Absence of Chinese Soybean Buyers Persists, US Farmers Struggle to Find Alternative Markets

The US soybean industry is confronting its most severe challenge in two decades as the ongoing US-China trade war leads China to halt purchases of new American crops. With China, once the largest buyer, out of the market, American farmers are being forced to store a significant portion of their harvest, squeezing profits and putting pressure on the broader rural economy, including agricultural machinery manufacturers.
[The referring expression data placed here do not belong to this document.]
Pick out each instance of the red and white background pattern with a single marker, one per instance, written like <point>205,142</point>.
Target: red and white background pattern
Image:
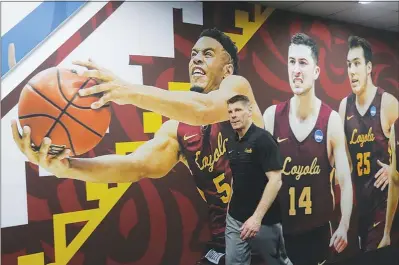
<point>46,220</point>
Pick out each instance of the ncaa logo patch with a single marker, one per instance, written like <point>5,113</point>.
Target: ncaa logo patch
<point>318,136</point>
<point>373,110</point>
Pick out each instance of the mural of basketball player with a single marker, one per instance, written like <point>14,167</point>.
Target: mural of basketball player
<point>368,114</point>
<point>393,188</point>
<point>312,141</point>
<point>195,134</point>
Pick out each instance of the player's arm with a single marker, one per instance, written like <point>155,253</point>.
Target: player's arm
<point>12,61</point>
<point>186,106</point>
<point>267,151</point>
<point>390,109</point>
<point>153,159</point>
<point>268,118</point>
<point>337,139</point>
<point>393,193</point>
<point>342,112</point>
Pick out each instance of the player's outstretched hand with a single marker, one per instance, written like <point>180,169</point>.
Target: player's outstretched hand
<point>112,87</point>
<point>385,241</point>
<point>46,156</point>
<point>250,228</point>
<point>339,239</point>
<point>382,176</point>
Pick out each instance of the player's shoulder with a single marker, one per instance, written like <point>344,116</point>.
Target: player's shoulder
<point>388,98</point>
<point>334,116</point>
<point>264,136</point>
<point>235,81</point>
<point>170,128</point>
<point>342,103</point>
<point>269,112</point>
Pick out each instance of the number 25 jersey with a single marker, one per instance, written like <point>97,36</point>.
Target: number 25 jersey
<point>367,143</point>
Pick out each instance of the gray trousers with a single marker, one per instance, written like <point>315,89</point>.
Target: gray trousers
<point>268,242</point>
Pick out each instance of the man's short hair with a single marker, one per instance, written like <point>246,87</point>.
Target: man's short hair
<point>226,42</point>
<point>355,41</point>
<point>239,98</point>
<point>303,39</point>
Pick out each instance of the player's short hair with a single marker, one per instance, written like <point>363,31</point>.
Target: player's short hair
<point>303,39</point>
<point>355,41</point>
<point>226,42</point>
<point>239,98</point>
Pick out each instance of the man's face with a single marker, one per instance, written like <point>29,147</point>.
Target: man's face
<point>239,115</point>
<point>358,70</point>
<point>302,69</point>
<point>209,64</point>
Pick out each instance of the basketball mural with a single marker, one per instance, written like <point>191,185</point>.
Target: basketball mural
<point>168,205</point>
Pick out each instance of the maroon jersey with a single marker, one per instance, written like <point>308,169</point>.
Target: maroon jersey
<point>306,194</point>
<point>205,151</point>
<point>367,143</point>
<point>396,143</point>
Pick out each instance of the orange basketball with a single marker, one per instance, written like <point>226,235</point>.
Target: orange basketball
<point>52,107</point>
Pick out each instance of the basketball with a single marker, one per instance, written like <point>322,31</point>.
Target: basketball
<point>52,107</point>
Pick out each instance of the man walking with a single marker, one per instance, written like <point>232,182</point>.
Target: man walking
<point>253,221</point>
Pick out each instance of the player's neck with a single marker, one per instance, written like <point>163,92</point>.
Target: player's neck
<point>367,96</point>
<point>304,105</point>
<point>243,131</point>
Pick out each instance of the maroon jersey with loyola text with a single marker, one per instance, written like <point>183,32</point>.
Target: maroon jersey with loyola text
<point>396,143</point>
<point>306,194</point>
<point>205,151</point>
<point>367,143</point>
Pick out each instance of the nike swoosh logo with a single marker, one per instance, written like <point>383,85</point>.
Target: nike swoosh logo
<point>281,140</point>
<point>185,137</point>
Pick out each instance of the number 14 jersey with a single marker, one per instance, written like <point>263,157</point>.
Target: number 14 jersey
<point>306,195</point>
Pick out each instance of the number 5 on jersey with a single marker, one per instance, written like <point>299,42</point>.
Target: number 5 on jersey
<point>304,200</point>
<point>222,188</point>
<point>363,163</point>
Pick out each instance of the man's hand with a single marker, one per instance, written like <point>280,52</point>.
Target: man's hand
<point>54,163</point>
<point>250,228</point>
<point>382,176</point>
<point>339,239</point>
<point>113,88</point>
<point>385,241</point>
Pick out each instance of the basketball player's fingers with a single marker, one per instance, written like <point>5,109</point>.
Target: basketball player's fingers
<point>88,64</point>
<point>63,154</point>
<point>386,182</point>
<point>95,89</point>
<point>244,233</point>
<point>380,163</point>
<point>43,151</point>
<point>11,56</point>
<point>332,240</point>
<point>102,101</point>
<point>98,74</point>
<point>341,245</point>
<point>26,143</point>
<point>15,132</point>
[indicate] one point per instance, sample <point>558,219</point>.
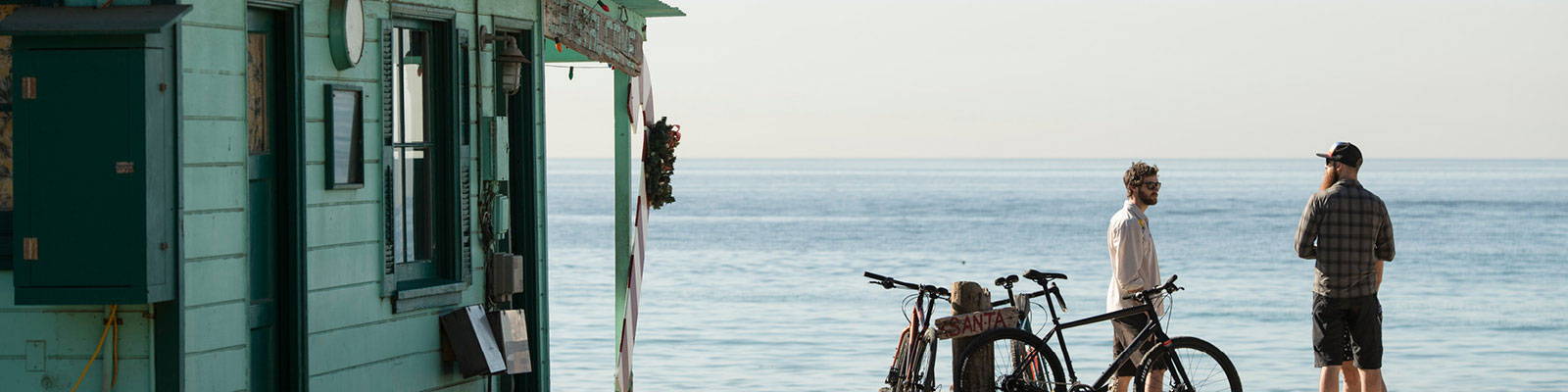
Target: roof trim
<point>54,21</point>
<point>651,8</point>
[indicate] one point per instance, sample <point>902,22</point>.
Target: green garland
<point>659,162</point>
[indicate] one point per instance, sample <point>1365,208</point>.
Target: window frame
<point>441,279</point>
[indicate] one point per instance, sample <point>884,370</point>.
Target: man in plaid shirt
<point>1348,231</point>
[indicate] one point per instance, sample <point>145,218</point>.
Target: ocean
<point>753,278</point>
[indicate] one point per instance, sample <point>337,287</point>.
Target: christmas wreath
<point>659,162</point>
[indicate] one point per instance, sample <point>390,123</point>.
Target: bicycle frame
<point>919,326</point>
<point>1139,344</point>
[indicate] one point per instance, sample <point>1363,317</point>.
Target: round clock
<point>347,31</point>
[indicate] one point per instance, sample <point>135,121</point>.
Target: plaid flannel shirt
<point>1348,231</point>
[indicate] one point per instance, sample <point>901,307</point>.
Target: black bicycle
<point>1023,363</point>
<point>917,342</point>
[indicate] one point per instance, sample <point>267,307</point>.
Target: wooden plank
<point>216,326</point>
<point>966,325</point>
<point>60,373</point>
<point>969,297</point>
<point>214,234</point>
<point>214,94</point>
<point>350,347</point>
<point>216,15</point>
<point>342,223</point>
<point>216,281</point>
<point>214,187</point>
<point>413,372</point>
<point>333,267</point>
<point>318,193</point>
<point>595,33</point>
<point>368,70</point>
<point>347,306</point>
<point>208,47</point>
<point>219,370</point>
<point>212,141</point>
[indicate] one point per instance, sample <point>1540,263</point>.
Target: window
<point>5,154</point>
<point>422,146</point>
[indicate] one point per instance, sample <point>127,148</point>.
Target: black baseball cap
<point>1343,153</point>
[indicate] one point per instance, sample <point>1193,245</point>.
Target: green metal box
<point>94,169</point>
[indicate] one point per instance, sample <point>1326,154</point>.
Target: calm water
<point>753,278</point>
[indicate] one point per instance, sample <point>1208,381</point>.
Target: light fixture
<point>509,57</point>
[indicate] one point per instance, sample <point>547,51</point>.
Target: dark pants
<point>1348,321</point>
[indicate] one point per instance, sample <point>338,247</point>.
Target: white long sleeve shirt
<point>1133,261</point>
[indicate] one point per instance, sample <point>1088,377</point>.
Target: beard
<point>1149,198</point>
<point>1329,179</point>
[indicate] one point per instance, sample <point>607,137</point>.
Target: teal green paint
<point>211,234</point>
<point>221,325</point>
<point>216,281</point>
<point>223,187</point>
<point>211,141</point>
<point>217,370</point>
<point>623,201</point>
<point>350,347</point>
<point>339,266</point>
<point>127,153</point>
<point>341,271</point>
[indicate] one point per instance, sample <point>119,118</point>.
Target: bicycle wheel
<point>1018,363</point>
<point>1192,365</point>
<point>906,365</point>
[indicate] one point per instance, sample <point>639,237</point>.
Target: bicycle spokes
<point>1189,370</point>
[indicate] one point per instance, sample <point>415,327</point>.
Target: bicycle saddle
<point>1034,274</point>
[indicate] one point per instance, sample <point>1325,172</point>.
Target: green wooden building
<point>282,195</point>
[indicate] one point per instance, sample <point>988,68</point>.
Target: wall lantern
<point>509,57</point>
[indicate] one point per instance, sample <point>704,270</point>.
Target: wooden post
<point>969,297</point>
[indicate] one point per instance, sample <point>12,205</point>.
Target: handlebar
<point>1007,279</point>
<point>1039,276</point>
<point>890,284</point>
<point>1167,287</point>
<point>1010,300</point>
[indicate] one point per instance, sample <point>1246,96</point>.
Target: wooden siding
<point>355,339</point>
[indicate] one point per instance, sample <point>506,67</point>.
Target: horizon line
<point>1473,159</point>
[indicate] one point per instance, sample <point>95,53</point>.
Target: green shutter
<point>466,161</point>
<point>389,248</point>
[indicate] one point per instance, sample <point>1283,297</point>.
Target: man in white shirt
<point>1134,266</point>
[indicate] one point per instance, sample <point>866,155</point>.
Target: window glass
<point>416,154</point>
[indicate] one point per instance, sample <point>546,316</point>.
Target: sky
<point>1092,78</point>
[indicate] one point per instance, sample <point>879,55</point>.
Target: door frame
<point>292,334</point>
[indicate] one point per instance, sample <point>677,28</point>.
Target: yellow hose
<point>107,323</point>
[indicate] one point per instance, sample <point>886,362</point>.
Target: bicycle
<point>1023,361</point>
<point>917,342</point>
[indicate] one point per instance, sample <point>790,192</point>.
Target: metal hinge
<point>28,88</point>
<point>30,248</point>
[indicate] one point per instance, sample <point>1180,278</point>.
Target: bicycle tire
<point>1013,370</point>
<point>1199,360</point>
<point>908,361</point>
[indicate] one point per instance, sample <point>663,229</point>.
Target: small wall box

Data shows that from January to July, US soybean exports to China plummeted by 39% to 5.9 million metric tons, with the export value halving to $2.5 billion. Crucially for the new 2025/26 marketing year (September-August), China has not yet booked a single cargo of US soybeans. This starkly contrasts with previous years, when Chinese buyers would have already secured millions of tons by this time. The persistent trade friction is pushing China firmly toward South American suppliers, eroding the US market share.

In the face of this buyer’s absence, US farmers and industry groups are scrambling to develop alternative markets. The United States and Vietnam signed a memorandum of understanding for the latter to purchase $1.4 billion in American agricultural products, including soybeans. Talks are also underway with buyers in Nigeria, Bangladesh, Thailand, and Malaysia. However, the scale of these new markets pales in comparison to China. For instance, Bangladesh’s purchase of 400,000 tons and Nigeria’s total imports of just 64,000 tons last year are mere fractions of China’s former appetite.

In Illinois, the top US soybean-producing state, local growers estimate a loss of $8 per acre. Hamstrung by weak exports and low prices, farmers are being compelled to sell part of their crop below the cost of production, storing the rest in the hope of a market recovery. While industry delegations are leading farmers on missions to the Middle East and Africa to seek new buyers, the consensus is that these markets cannot replace the volume once provided by China.

Although US Treasury Secretary Besant has indicated that a new financial support package for farmers will be announced next week, there is widespread concern that such aid will be insufficient to offset the long-term impact of losing Chinese orders. Farmers and industry insiders widely believe that only a resumption of purchases by China can truly alleviate the distress gripping the American soybean sector.